昨日Netflixで配信が始まった樋口真嗣監督の「新幹線大爆破」。
1975年の同名オリジナル映画(高倉健主演)では、80㎞/hを下回ると爆破する設定だったが、そのリメイク。
今回は100㎞/hである。
早速観てみた。
これは秀作。
星3つ半。
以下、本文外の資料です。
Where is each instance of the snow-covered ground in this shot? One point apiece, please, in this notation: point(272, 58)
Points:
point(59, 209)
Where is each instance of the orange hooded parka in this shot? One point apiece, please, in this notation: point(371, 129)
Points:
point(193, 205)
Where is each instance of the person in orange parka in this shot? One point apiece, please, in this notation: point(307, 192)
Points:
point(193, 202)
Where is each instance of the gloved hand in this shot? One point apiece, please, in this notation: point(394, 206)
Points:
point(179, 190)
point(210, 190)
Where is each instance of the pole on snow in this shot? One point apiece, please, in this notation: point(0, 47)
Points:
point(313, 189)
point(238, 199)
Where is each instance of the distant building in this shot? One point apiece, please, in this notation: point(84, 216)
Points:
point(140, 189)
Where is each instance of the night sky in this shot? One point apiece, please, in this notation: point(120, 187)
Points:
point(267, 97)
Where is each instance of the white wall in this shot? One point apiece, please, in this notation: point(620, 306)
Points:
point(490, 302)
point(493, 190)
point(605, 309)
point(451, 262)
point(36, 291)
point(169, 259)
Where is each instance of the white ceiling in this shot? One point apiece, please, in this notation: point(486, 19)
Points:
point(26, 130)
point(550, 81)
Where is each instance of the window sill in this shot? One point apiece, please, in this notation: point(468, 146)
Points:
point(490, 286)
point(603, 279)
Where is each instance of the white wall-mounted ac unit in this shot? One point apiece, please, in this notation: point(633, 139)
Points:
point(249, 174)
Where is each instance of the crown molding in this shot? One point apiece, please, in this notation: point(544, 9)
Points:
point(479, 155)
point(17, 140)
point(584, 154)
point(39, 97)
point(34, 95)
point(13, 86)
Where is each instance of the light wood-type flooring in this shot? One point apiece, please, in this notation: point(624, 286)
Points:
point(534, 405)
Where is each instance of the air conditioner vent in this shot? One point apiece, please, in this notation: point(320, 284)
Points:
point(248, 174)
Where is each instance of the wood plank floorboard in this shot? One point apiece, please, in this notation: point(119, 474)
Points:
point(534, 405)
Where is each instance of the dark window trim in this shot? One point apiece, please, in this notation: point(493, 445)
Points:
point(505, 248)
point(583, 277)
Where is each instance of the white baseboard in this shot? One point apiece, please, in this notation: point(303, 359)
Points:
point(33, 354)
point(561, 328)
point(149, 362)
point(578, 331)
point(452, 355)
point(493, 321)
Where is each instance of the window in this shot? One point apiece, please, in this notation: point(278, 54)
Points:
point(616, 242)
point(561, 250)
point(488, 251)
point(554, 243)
★★★1/2
観る価値ありだ。
面白い。
キアヌ・リーブスの「スピード」の元ネタとなった1975年の「新幹線大爆破」だが、あちらよりも格段にこのリメイクの方が面白い。
高倉健が主演した1975年のオリジナル映画は、バカすぎる警察(柔道部!)と、途中に起こるトンデモ展開(火事ね)のせいで一気にバカバカしくなり真面目には観てられないバカ映画になりさがったものだったが、今回のはトンデモ展開になりそうなところでギリギリならずに耐えるという綱渡り脚本を二度三度と繰り返した挙げ句、最後まで土俵際で粘りきり耐えるという素晴らしい戦いだった。
そういう意味で、ブラボーである。
よくもまぁ、あのギリギリのところで筆がスベらず、演出がスベらず、耐えた!
感動した!
そういう感じの映画だった。
以下ネタバレ。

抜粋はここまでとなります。